Mann quickly follows up that in-your-face opener with "Nothing is Good Enough," smoothly deprecating her target with "nothing is good enough for people like you" and wondering "wouldn't a smarter man simply walk away" to a gentle waltz-like rhythm (there's even an accordion in the background). The beat belies the lyrics' bitterness yet ironically makes the song radio-friendly.
Actually, most of the songs are radio-friendly, especially for AAA-type radio. "Ghost World" has a gentle melody juxtaposed with electric guitars and lyrics about a bored teenager longing to escape. The almost hypnotic "Calling It Quits" features a lush pop sound, even with the trumpets that suddenly show up on the chorus. "Driving Sideways" invites a sing-along on a "it's really rock, but maybe it wanted to be country" chorus and its matter-of-fact hard-hitting piano-driven rock ballad verses.
A day-dreamy bridge and a catchy chorus make "Red Vines" the kind of song that you sing along to even if you're not quite sure what the lyrics mean. (Perhaps I missed something significant behind "I don't suppose you'd give it a shot, knowing all you've got are cigarettes and red vines.") However, her insightful "would it really spoil everything if you didn't blame yourself" delivers the narrative home. "Susan" is another hum-along with the ultimate revenge lyric, "Someday he will live to regret me," and interesting images appear from lines such as "I chucked my Roman candles goodbye / and watched the vapor trail in the sky." (Known for her rhyming couplets, Mann even plays with internal rhyme on "Satellite," another song with a waltz beat, and its lines "lately it's clear from here / you're losing your atmosphere.")
Co-written with Elvis Costello, "The Fall of the World's Own Optimist" insists that the narrator will "get back up if you insist, but you'll have to ask politely." Mann purposely broke away from a commercial record label and its marketing strategies, and returned as an independent.

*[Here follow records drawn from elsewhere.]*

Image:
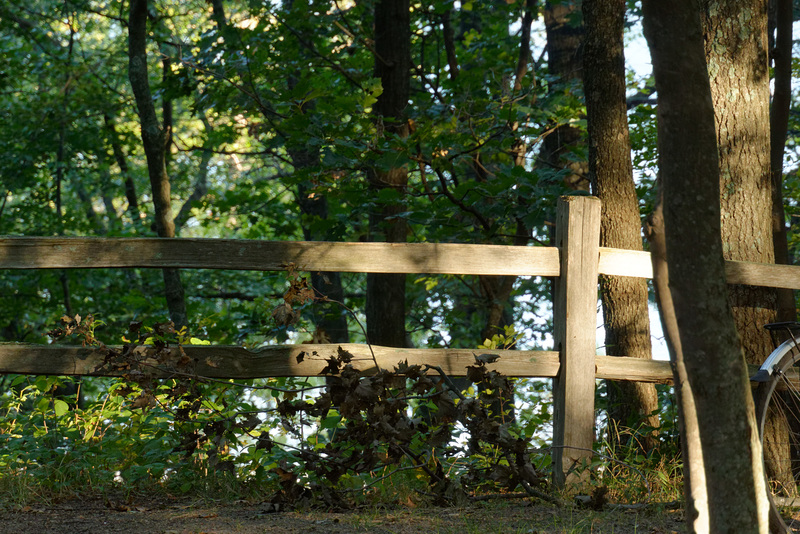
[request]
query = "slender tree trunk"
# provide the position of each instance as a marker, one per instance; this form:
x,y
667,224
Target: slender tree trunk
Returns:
x,y
122,163
716,374
155,140
565,29
694,476
624,299
386,293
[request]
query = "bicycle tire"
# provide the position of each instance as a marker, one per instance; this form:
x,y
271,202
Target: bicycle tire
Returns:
x,y
777,401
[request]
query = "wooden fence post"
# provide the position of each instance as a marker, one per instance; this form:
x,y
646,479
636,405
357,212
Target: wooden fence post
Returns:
x,y
575,317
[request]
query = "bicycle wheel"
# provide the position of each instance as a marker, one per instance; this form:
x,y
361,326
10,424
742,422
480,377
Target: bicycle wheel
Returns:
x,y
778,415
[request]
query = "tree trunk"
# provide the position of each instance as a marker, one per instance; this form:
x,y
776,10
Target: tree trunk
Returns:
x,y
779,121
736,52
155,142
624,299
716,374
386,293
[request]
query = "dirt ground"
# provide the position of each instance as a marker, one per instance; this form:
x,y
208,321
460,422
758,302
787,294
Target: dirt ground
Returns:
x,y
182,517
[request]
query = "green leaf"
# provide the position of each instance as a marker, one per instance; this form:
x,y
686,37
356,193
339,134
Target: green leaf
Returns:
x,y
60,407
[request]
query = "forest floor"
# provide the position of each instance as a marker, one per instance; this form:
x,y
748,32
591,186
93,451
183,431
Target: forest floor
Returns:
x,y
144,516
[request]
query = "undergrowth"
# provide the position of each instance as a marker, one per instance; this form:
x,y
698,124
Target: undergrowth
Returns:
x,y
394,437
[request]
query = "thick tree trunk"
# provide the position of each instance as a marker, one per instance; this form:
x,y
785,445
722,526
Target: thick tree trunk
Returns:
x,y
154,140
386,293
716,374
779,121
736,52
625,312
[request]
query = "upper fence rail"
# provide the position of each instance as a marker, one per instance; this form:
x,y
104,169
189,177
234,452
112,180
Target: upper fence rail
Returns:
x,y
427,258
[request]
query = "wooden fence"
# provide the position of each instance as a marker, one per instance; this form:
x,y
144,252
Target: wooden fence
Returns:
x,y
575,262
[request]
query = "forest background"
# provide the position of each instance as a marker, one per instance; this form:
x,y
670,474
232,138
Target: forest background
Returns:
x,y
453,122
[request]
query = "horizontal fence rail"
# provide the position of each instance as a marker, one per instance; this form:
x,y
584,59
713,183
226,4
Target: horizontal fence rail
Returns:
x,y
430,258
427,258
223,362
574,263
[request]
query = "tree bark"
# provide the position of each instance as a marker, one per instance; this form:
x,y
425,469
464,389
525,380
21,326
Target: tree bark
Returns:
x,y
155,141
625,312
779,122
386,293
716,374
736,53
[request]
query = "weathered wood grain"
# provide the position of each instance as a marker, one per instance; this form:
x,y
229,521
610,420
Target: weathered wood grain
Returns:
x,y
225,362
432,258
272,361
574,314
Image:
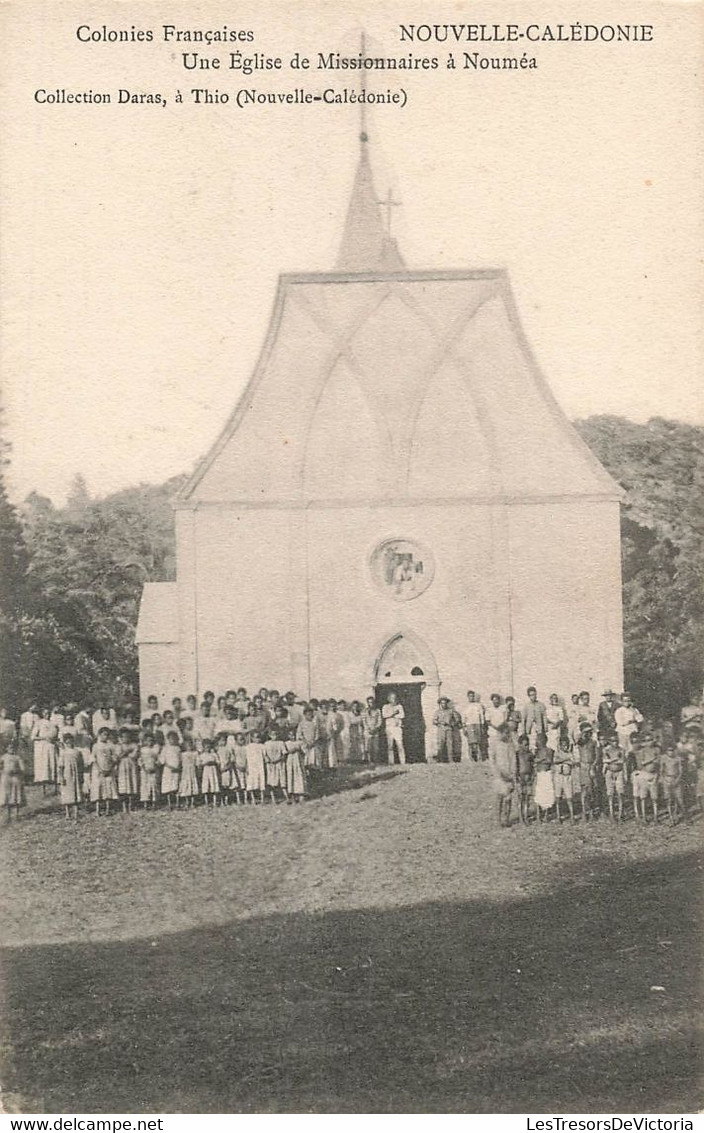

Perhaps she is the last remains the dodo -- the famous bird that couldn't fly away from its hunters -- it didn't adapt to the changes in its surroundings and went extinct. However, Mann has managed to release an album with commercial overtures breaking through her sharp, cynical lyrics. Maybe it was by accident; perhaps she just happened to write and perform radio-friendly songs without a record label dictating trends and forcing her to fit into an uncomfortable niche. Whatever the cause, extinction seems far off with releases such as Bachelor No. 2.